August could mark a tipping point for much higher ​oil prices ⁠if demand rises and the Iran war supply crisis ‌persists, an Abu Dhabi state oil company executive said on Tuesday, ​adding it could take up to a year for supply chains to ​recover even ​after flows normalise. Transit through the Strait of Hormuz will remain partial and below pre-war levels as long ⁠as uncertainty over peace persists, Philippe Khoury, ADNOC's executive vice president for sales and trading, told the Middle East Petroleum and Gas Conference in London.
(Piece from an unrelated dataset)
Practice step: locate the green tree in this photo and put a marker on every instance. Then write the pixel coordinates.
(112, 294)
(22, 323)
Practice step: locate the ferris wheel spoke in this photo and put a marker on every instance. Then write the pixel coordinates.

"It's not going to resume like ​a flip ‌of a ⁠switch," Khoury said, ⁠adding that some elements of the supply chain would take weeks to ​restore and others months, with a ‌full return to pre-war conditions potentially ⁠taking until mid-2027.

ADNOC CEO Sultan Al Jaber said last month there would be no full return of Hormuz flows until the first or second quarter of 2027.

Economies have been shrinking demand, and if they continue to do so, prices could stay around $100 a barrel, Khoury said. But if demand recovers and the crisis extends, August could ‌be the tipping point for much higher prices, he ⁠added.

It was not clear how much ​further demand can shrink, he said.

"I think the way we see things today, it's difficult to predict a very bright, ​you know, ‌outcome," he said of prices.